Quizá no sea éste el mejor rincón de Ciutat Vella, pero lo sería, sin duda, con un mínimo esfuerzo. Empecemos el itinerario en la plaza de George Orwell, un vaciado de la década de 1980, presidido por una escultura de Leandre Cristofol, homenaje -como el propio nombre de la plaza- a las vanguardias culturales y políticas de la Cataluña republicana. Las viejas fachadas se están rehabilitando lentamente, aunque no la habitual concurrencia humana. Desde ahí, el carrer d'en Carabassa ofrece al Norte una fachada paralela a la calle de Avinyó; al Sur, la pintoresca sucesión de patios, jardines y retranqueos de los asentamientos góticos; dos puentes entre ambas fachadas que son el marco del monumento terminal, la cúpula de la Mercè con la imagen con que Frederic Marés la remató, abarrocando la que había desaparecido durante la Guerra Civil. Desde los jardines elevados, una magnífica palmera completa esa imagen insólita, que recuerda los pintoresquismos decadentes de una ciudad siciliana.

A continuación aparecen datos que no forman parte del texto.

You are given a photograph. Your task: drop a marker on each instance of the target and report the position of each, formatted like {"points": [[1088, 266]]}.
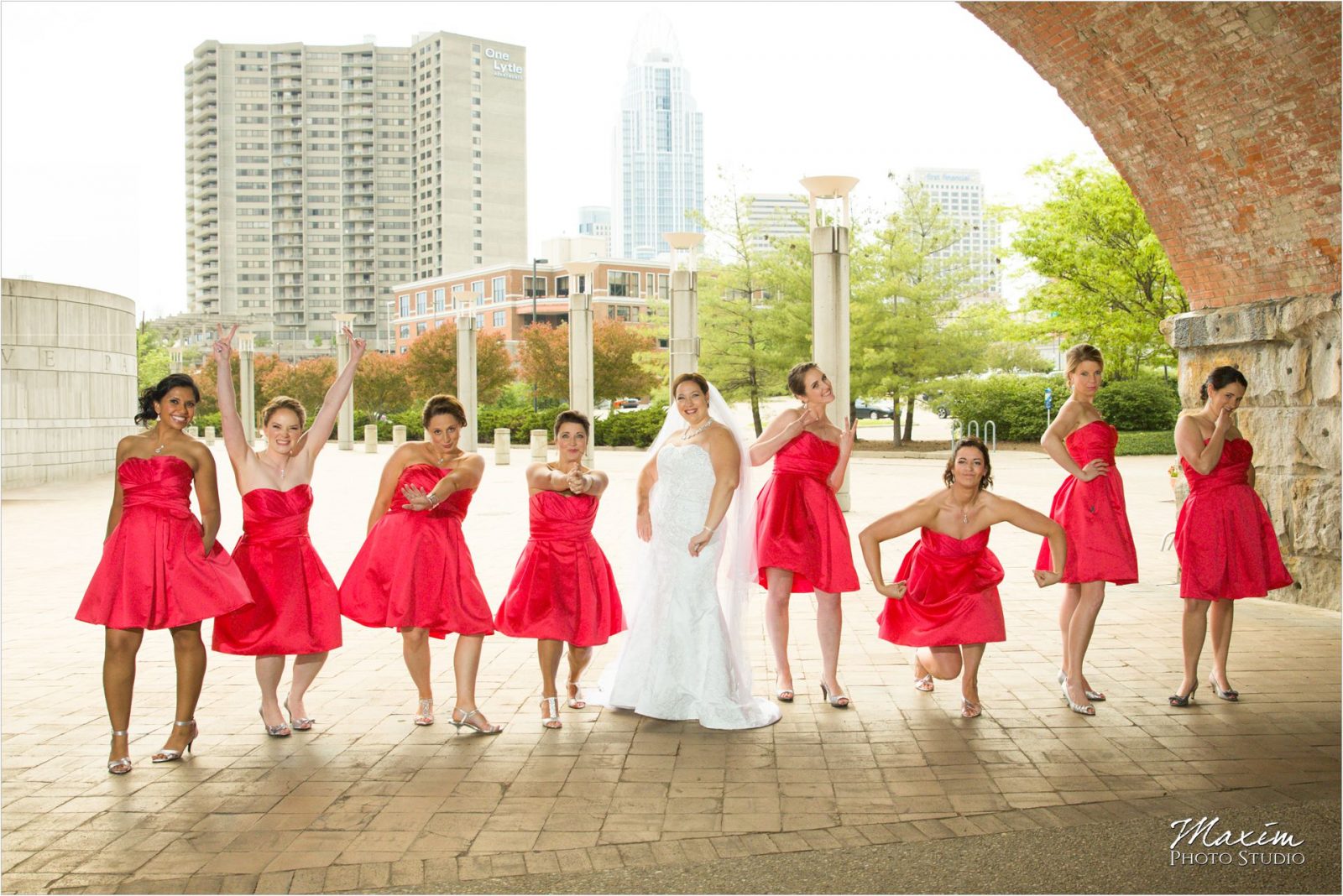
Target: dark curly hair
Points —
{"points": [[156, 393], [948, 474], [1220, 378]]}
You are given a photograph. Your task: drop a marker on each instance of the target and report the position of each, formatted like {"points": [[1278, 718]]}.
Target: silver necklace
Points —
{"points": [[692, 434]]}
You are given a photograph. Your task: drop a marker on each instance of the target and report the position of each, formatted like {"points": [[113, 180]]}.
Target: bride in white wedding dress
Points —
{"points": [[684, 658]]}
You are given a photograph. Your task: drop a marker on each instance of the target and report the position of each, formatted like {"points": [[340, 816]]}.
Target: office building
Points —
{"points": [[501, 297], [595, 221], [774, 216], [321, 176], [960, 195], [658, 150]]}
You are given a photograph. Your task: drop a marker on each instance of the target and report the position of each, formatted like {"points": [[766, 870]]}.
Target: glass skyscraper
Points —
{"points": [[658, 152]]}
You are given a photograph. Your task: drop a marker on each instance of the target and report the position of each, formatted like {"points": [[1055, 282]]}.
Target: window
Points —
{"points": [[622, 284]]}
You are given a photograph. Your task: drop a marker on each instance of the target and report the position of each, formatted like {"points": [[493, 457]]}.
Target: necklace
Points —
{"points": [[692, 434], [964, 511]]}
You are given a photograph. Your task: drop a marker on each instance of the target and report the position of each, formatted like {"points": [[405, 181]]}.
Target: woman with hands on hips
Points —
{"points": [[944, 600], [802, 541]]}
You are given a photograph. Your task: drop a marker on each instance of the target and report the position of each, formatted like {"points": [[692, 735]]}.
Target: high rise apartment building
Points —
{"points": [[960, 195], [776, 216], [595, 221], [658, 152], [321, 176]]}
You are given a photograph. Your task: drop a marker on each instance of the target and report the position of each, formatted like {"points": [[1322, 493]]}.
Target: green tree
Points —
{"points": [[755, 320], [1107, 278], [907, 286], [152, 361]]}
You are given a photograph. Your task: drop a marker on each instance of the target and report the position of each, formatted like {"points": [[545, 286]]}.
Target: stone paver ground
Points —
{"points": [[369, 801]]}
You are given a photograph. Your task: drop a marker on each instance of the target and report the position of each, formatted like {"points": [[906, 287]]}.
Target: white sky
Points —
{"points": [[91, 110]]}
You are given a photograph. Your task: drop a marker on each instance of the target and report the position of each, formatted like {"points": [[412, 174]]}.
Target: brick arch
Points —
{"points": [[1222, 117]]}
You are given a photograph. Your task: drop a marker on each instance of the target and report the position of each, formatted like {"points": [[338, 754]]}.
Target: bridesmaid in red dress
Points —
{"points": [[414, 571], [295, 608], [802, 542], [944, 600], [160, 566], [1224, 537], [563, 589], [1090, 506]]}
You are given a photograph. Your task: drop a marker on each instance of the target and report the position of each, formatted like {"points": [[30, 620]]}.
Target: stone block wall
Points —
{"points": [[1288, 351], [67, 381]]}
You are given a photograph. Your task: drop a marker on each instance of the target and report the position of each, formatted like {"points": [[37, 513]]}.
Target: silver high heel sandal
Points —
{"points": [[1084, 708], [1095, 696], [274, 730], [467, 721], [120, 766], [174, 755], [299, 725], [551, 721]]}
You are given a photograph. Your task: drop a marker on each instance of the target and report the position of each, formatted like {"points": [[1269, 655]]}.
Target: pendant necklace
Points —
{"points": [[692, 434]]}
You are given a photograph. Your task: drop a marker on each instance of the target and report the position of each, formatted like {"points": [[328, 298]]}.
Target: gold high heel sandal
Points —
{"points": [[467, 721], [120, 766], [174, 755], [550, 721]]}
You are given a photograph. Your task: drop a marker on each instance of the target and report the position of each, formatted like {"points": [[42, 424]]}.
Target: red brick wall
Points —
{"points": [[1222, 117]]}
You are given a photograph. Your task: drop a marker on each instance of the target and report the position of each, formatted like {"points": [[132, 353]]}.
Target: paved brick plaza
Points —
{"points": [[367, 800]]}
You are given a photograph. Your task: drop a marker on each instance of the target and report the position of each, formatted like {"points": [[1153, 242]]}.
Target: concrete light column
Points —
{"points": [[467, 378], [346, 423], [248, 387], [684, 331], [581, 344], [830, 295]]}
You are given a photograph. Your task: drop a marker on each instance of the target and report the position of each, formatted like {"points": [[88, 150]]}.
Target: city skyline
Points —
{"points": [[128, 196]]}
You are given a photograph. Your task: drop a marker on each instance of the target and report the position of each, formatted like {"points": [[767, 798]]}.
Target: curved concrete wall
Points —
{"points": [[67, 384]]}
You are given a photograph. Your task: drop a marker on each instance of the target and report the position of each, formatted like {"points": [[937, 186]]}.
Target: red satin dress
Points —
{"points": [[414, 569], [295, 605], [562, 588], [951, 595], [154, 573], [1100, 544], [798, 522], [1224, 537]]}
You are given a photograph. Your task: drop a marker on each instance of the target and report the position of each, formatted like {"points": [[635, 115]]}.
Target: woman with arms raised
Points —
{"points": [[563, 591], [802, 542], [414, 571], [160, 566], [295, 607], [944, 600]]}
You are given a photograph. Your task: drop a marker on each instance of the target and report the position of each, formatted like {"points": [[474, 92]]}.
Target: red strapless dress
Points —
{"points": [[295, 605], [414, 569], [951, 595], [1100, 544], [1224, 537], [154, 573], [798, 522], [562, 588]]}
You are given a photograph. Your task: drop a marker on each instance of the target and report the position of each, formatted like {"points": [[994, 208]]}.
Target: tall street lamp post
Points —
{"points": [[535, 262]]}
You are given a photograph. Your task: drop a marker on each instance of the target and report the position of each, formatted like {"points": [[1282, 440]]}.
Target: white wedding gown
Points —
{"points": [[677, 660]]}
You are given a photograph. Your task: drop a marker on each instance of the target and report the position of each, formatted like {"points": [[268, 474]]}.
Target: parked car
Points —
{"points": [[864, 409]]}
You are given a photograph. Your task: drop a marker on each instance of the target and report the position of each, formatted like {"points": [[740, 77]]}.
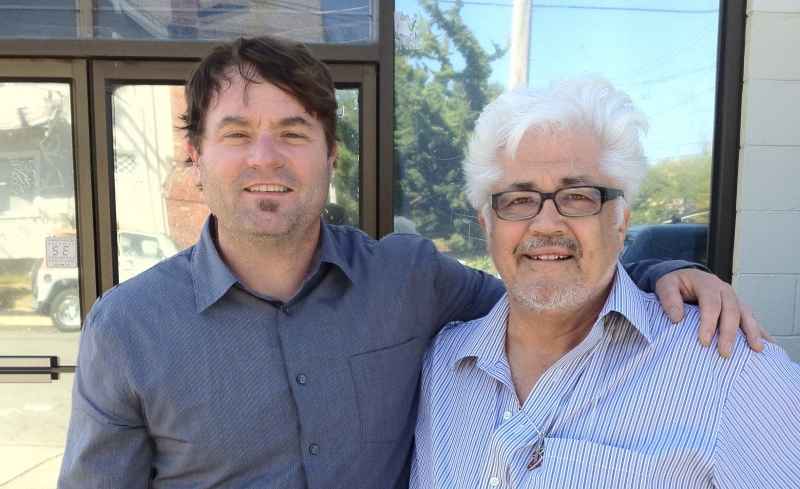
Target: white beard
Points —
{"points": [[540, 297]]}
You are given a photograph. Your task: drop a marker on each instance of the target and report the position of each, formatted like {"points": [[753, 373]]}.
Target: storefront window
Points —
{"points": [[311, 21]]}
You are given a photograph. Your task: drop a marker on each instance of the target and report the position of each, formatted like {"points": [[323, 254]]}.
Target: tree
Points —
{"points": [[684, 184], [436, 105]]}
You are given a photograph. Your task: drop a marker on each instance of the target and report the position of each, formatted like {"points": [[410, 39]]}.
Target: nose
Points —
{"points": [[265, 151]]}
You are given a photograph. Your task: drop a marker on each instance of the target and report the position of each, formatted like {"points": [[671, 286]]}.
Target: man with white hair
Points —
{"points": [[576, 378]]}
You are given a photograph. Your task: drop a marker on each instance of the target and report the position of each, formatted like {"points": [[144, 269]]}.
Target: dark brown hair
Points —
{"points": [[289, 66]]}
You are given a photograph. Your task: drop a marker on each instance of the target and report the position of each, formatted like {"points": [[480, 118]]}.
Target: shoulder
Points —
{"points": [[151, 291], [357, 247]]}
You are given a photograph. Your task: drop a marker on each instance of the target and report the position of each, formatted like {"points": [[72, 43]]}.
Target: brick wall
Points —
{"points": [[767, 246], [186, 207]]}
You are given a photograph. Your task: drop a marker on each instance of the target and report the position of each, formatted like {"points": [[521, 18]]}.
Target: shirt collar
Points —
{"points": [[626, 299], [212, 278], [486, 342]]}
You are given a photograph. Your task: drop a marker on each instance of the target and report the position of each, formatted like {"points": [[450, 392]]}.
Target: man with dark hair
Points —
{"points": [[278, 351]]}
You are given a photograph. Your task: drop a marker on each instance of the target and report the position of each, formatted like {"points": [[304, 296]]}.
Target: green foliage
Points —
{"points": [[345, 176], [435, 110], [687, 178]]}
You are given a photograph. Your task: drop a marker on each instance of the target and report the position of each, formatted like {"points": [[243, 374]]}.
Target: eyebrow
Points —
{"points": [[564, 182], [293, 121], [238, 121]]}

Pero de Orwell a la Mercè se descubren otros escenarios no tan atractivos. Una plazoleta a mano derecha, consecuencia de unos derribos incontrolados, es ahora un depósito de basuras residuales y de grafitos insultantes. Unos árboles escasos no logran disimular ni las medianeras impertinentes ni la suciedad anquilosada. Hay que continuar el itinerario olvidando esa alteración visual que el Ayuntamiento mantiene como muestra de su falta de sensibilidad. Enseguida, la vegetación lateral de los jardines se incorpora al itinerario, anunciando los dos puentes transversales. Hay un tramo muy tenso y muy expresivo entre los dos puentes, en el que la calle se ensancha y la altura edificada se reduce. La penetración de luz da una inesperada pincelada mediterránea, abriendo el espectáculo a unos patios traseros que no merecen tal escenografía. Alguien propuso reedificar esos patios, contra lo cual se levantó el vecindario que todavía aprecia la calidad urbana. Éste sería, no obstante, un punto donde ensayar los modelos de una discreta recomposición del casco antiguo si los intereses privados y las autoridades asumieran las exigencias de la colectividad.

El uso de todas las plantas bajas ha sufrido cambios lentos pero esperanzadores. Hay muestras de un largo abandono, pero aparece una discreta acumulación de estudios profesionales y de centros de artesanía. En el edificio de una sola planta hay un espacio que podría ser la base de esa recuperación. Hace unos años lo intentó un taller de arquitectos y diseñadores, pero ni las autoridades municipales ni los propietarios lo hicieron posible.

Al final del itinerario, la cúpula es un gesto barroco insólito en Barcelona. Girando a la derecha, acabamos en una plaza magnífica, la de la Mercè, también lograda en los años ochenta del siglo pasado con el derribo de una manzana. Una calle, por lo tanto, que une dos plazas nuevas en un barrio viejo y describe los residuos de una triple morfología: la del trazado radical de la calle de Avinyó, la de los restos informalizados de la vecina calle de los Códols y la puntualización de dos plazas rediseñadas.

Una pregunta final: ¿carrer de la Carabassa o carrer d'en Carabassa?, ya que ésta es la diferencia entre la placa y el callejero oficial. Sin conocer el origen con exactitud, prefiero "d'en Carabassa" porque recuerda mejor la arbitrariedad personalizada de los primeros asentamientos y la complejidad de su evolución. ¿Quién debía de ser el señor Carabassa?

No es tan difícil lograr que esa calle explique lujosamente la configuración histórica del barrio. Hay que limpiarla y adecentarla, corregir sus imperfecciones, impulsar nuevos usos privados y públicos. ¿Qué piensa hacer el Ayuntamiento?

* Este artículo apareció en la edición impresa del jueves, 07 de agosto de 2003.